Ability to Show Growth

Performance during the fall, winter, and spring of first grade suggested that DIBELS 6.1 measures and AIMSweb Maze were sensitive to growth for this sample of first-grade Korean ELs. Students exhibited growth in PA and alphabetic knowledge, as reflected by the increase in their PSF and NWF scores between the fall and spring. Average ORF and Maze scores in the spring indicated that the students achieved high levels of English word recognition and comprehension skills by the end of first grade.

Despite their EL status and limited English vocabulary, the students in our sample showed growth in reading fluency and comprehension throughout the year that was comparable to results with native English speakers (Fien et al. 2008). By the spring of first grade, all of the students in our sample met the DIBELS 6.1 benchmark goal for ORF and were performing above the AIMSweb 50th percentile for Maze.

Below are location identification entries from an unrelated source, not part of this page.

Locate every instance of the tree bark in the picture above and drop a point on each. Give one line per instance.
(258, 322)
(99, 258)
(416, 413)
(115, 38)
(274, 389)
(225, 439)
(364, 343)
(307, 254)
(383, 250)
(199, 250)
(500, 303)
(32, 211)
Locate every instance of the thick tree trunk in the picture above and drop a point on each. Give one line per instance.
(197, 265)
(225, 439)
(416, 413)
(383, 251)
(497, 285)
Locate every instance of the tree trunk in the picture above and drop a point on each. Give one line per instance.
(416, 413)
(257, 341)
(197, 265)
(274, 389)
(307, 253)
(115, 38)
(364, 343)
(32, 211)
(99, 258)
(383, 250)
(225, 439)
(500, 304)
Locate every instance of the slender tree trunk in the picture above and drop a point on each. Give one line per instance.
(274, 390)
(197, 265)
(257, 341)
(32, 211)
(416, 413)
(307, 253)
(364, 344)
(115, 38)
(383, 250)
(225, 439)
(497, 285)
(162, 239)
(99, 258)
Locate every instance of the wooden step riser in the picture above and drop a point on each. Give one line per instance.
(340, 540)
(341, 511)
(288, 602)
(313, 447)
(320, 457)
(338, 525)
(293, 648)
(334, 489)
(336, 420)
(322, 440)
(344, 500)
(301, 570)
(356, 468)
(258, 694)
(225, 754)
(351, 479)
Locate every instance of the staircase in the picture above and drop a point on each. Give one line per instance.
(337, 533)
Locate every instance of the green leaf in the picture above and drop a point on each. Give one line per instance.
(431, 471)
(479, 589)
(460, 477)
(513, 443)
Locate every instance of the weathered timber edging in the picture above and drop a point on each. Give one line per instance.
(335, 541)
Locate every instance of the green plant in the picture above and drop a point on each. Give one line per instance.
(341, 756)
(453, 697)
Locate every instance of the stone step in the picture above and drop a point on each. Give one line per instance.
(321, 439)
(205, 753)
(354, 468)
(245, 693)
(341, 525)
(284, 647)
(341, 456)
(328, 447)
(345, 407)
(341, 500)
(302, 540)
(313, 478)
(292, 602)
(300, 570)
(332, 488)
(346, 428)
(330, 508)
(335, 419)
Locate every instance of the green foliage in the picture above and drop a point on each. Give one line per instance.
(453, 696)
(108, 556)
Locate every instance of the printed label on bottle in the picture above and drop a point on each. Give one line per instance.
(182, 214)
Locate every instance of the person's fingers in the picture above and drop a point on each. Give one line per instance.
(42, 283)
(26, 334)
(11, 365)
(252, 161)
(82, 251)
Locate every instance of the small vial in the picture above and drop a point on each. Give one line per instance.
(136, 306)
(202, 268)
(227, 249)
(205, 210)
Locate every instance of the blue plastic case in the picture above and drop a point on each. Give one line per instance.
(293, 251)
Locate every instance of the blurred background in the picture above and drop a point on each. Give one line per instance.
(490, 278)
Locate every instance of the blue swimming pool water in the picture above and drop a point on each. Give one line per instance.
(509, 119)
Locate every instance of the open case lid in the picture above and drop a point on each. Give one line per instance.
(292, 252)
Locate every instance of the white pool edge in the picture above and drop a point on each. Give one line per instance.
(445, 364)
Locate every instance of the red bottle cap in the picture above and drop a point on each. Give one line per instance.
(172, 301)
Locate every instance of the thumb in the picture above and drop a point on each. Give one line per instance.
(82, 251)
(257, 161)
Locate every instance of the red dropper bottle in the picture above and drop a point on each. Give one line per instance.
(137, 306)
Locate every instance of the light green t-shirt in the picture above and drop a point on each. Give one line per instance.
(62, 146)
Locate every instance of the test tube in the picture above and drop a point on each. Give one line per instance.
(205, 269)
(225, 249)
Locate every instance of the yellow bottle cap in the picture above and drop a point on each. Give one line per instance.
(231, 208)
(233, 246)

One possible reason why students in this study reached high levels of reading fluency and comprehension despite low scores on phoneme segmentation is that the development of English PA may have been affected by native language skills. Although several of the phonemes represented in Korean are similar to those in English (e.g., /m/ and /n/), there are many phonemes in English that are not represented in Korean. For example, Korean lacks the sounds /f/, /v/, initial /l/, and the /th/ sounds as in think and this (Taylor and Taylor 1995). As a result, the students in the present study may have encountered difficulties in distinguishing the sounds during the PA task, resulting in lower performance.

Limitations

The most significant limitation of this study was the small number of participants. As a result, it is difficult to generalize findings and eliminate all alternative hypotheses about the relationships among the variables. However, given the scarcity of research with Korean speaking ELs, these results can be used to support future research and practice in providing assessment-driven services. In fact, it is clear from our study there is a need to further understand the validity of using PSF with first-grade Korean ELs.

The purpose of the intervention in this study was to determine whether DIBELS 6.1 early literacy tools were sensitive to change caused by an intervention focused on phonological awareness. The data were not used to modify the intervention nor determine the intervention’s overall effectiveness. An empirically supported intervention previously used with Spanish speaking ELs was implemented with the expectation it would have a positive impact on the phonological awareness skills of Korean ELs. The intervention did have a positive effect, but given the lack of use of a design that can appropriately measure intervention effects (e.g., randomized control trial, regression discontinuity), conclusions about intervention effectiveness based on this study should not be made.

Implications

Although past studies have reported that many of the same tools and strategies that have been used to screen native English speakers can be used to improve outcomes for ELs (e.g., Baker and Good 1995; Haager and Windmueller 2001), there is clearly a need for further research and continued development of assessment tools and strategies that are sensitive to the language proficiency and unique cultural background of ELs. The results of this study and others (e.g., Riedel 2007) suggest educators should use caution when interpreting the results of PSF with first-grade ELs. It is quite possible a student’s PSF score will not be predictive of future reading outcomes. Yet, this study and others (e.g., Vanderwood, et al. 2008) do support the use of NWF and ORF with ELs. Besides evidence of positive psychometric validity for all measures except PSF for screening, the teachers who completed the social validity measures agreed the tests were appropriate for Korean ELs. It is important to note these conclusions are only focused on first-grade students and are similar to the results obtained with native English speakers (Riedel 2007). In fact, in the most recent version of DIBELS (DIBELS Next), the use of PSF was scaled down significantly in first grade and is only used in the fall. It appears for all students, including ELs, a student’s skill in the alphabetic principle during first grade is more predictive of future reading skills than performance on phonological awareness tasks.